Lontana dall’intento di scrivere un masterpiece della letteratura italiana, ho voluto comunque riprendere dal buon vecchio Thackeray (e non da Marchetti, attenzione) la serialità delle narrazioni che si susseguono in Vanity Fair e su quella falsa riga costruire un altro tipo di storie.

Anzi, più che storie, le mie vogliono essere delle immagini che cercano di legare alla musica di un brano le sue possibili evocazioni di ambito stilistico, tale che, in questa fiera della vanità, a sfilare siano gli artisti vestiti delle loro note, dei colori invisibili che solo con un orecchio attento si possono percepire.

Sulla passerella della vanità, lasciamo che a succedersi sul catwalk (di artisti e musicisti), sia invece la nudità dell’indie.

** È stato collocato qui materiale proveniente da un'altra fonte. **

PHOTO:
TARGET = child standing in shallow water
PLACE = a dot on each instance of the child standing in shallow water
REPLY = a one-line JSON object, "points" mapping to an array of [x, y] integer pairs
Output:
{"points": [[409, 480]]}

I Hate My Village, Gibbone

Anche stavolta sono gli I hate my village a creare uno stile e non a seguire le mode. Muse di sé stessi il gruppo che annovera tra i suoi componenti una buona parte degli artisti più validi in territorio italiano al momento, sembra non indossare una nuova veste, al contrario le ambientazioni tribali, i rimandi alla world music e i suoni come sempre catartici li denudano ad uno stadio originario e primitivo come quello privo di congetture sociali e costrizioni mentali che spesso non fanno altro che annientare la musica contemporanea.

Blumosso, TG

Si scrive “Tg” si legge “Di questi e d’altri amori”: stiamo parlando del nuovo singolo di Blumosso che chiude come un sigillo il trittico iniziato con in brano “Vabeh”. Se proprio dovessimo attribuirgli un outfit azzeccato, io opterei per qualcosa di comodo, tuta e pantofole da casa, questa combo vi ricorda qualcosa? Ma certo, il nostro vestito migliore durante il lockdown, come quello che ha ispirato l’artista per la stesura della canzone. Momenti che sembrano essere durati una vita e un anno che sembra non essere mai stato vissuto per davvero; questo e d’altri amori appunto è il nuovo lavoro dell’artista pugliese.

Paul Giorgi, Cicale

Componiamo con Paul Giorgi, singolo dopo singolo, una giungla musicale fatta di tigri, gazze e “Cicale”. Non ci vestiamo da safari, piuttosto ci spogliamo e ci mettiamo il costume da bagno, perché “Cicale” è un singolo che non mira all’avventura quanto al mood chill e lo-fi, come tutta la produzione di Paul Giorgi. “Cicale” poi sa d’estate, eh sì, perché a pensarci bene quale miglior sottofondo delle nostre vacanze al mare se non quel gracidare ininterrotto di questi insetti verdi? Magari verdi fluo, come quella della copertina.

Heren Wolf, Sun God

Le ore di luce stanno già diminuendo, le giornate si accorciano e quindi arriva Heren Wolf a portare un po’ di sole con la sua luminosa “Sun God”. Entriamo nella sua galleria di quadri e singoli accomunati dalla bellezza evocativa della voce dell’artista. Un suono che si fa colore, una voce che si fa pittrice di immagini astratte che sembrano rappresentare le sfumature dell’anima. Associare un suono ad un colore può avere fini catartici e meditativi, immagino che un “Sun God” di cui ci parla Heren Wolf non poteva non saperlo!

 

DANU, è stato bello

Una canzone che porta con sé tutte le sfumature del tramonto, di quella golden hour che inevitabilmente ci rende tutti un po’ romantici. Stiamo parlando di “è stato bello”, ultimo singolo di Danu, un artista che proprio sulla malinconia del passato ha saputo costruire tutta la gioia del suo presente. “è stato bello” somiglia ad una polaroid sbiadita, come quella conservata in un cassetto e nascosta da polvere e ricordi ammucchiati. “è stato bello” lo diciamo anche noi dopo aver ascoltato in loop questo singolo, che racconta anche un po’ di noi, anche un po’ di te.